Integrating the OKA Suite with your AWS cluster

Efficiently running an HPC infrastructure is complex, and often lacks the proper tools to track down and get insights on how the users are behaving and how the cluster is responding to the demand. This is even more complicated when using Cloud clusters. Due to their transient and dynamic nature, information about instances types, location and costs are important assets to monitor, especially when you pay for what you use. The task of managing and presenting these metrics becomes increasingly difficult when the scale of the infrastructure grows or undergoes changes over time, which is a common situation in Cloud environments.

“Standard” metrics and information provided by the job scheduler might not be sufficient to efficiently manage the Cloud clusters. For example, tracking the cost of running jobs becomes even more important in order to monitor and manage your budget, and redistribute the costs to your users/departments. Due to the wide variety of compute instance types in the cloud, it can also be interesting to track on which instance types the jobs have run, in order to check their performances and associated costs, and further improve the placement and instance selection of the jobs.

OKA offers many benefits to monitor your jobs, and deep-dive into how your clusters behave and how they are being used by your end-users. Accessing in OKA information about the cloud is straightforward, if you have configured your environment properly. In this article, we present a simple integration that can be made in a Slurm cluster in AWS to retrieve the type of instances jobs runs on, their pricing information (on-demand/spot, per hour price…), the AWS region, and virtually any information about the AWS environment you are using.
The scripts provided below are given as examples, and can easily be adapted to retrieve more detailed information, or be adapted to work with other job schedulers (e.g., LSF, PBS…).

There are many ways to create a cluster in AWS, the details are out of the scope of this article, but you can use for example AWS ParallelCluster or CCME.

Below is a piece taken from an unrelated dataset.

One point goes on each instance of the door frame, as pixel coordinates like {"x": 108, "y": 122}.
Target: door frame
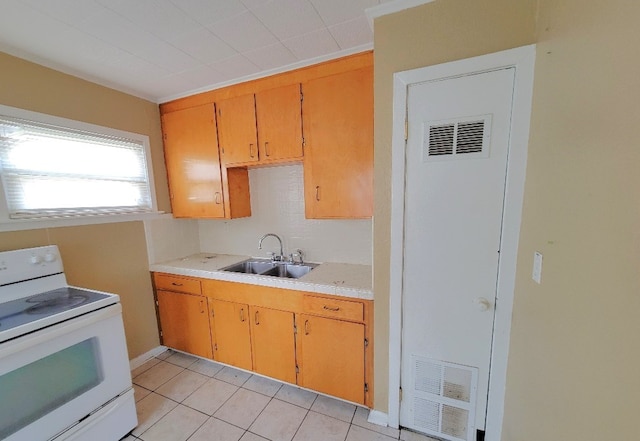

Note: the solution presented here is extracted from CCME where it is available out of the box.

The principle depicted here is very simple, and relies on two components:

A Slurm epilog script that will gather information about the AWS environment on which the job runs, and store this information as comma separated values (CSV) in the Comment field of the job. The gathered information are:
- instance type
- instance id of the “main” job node
- availability zone
- region
- instance price
- cost type: ondemand or spot
- tenancy: shared, reserved…
An OKA Data Enhancer that will parse the values of the Comment field, and store them as additional information with each job.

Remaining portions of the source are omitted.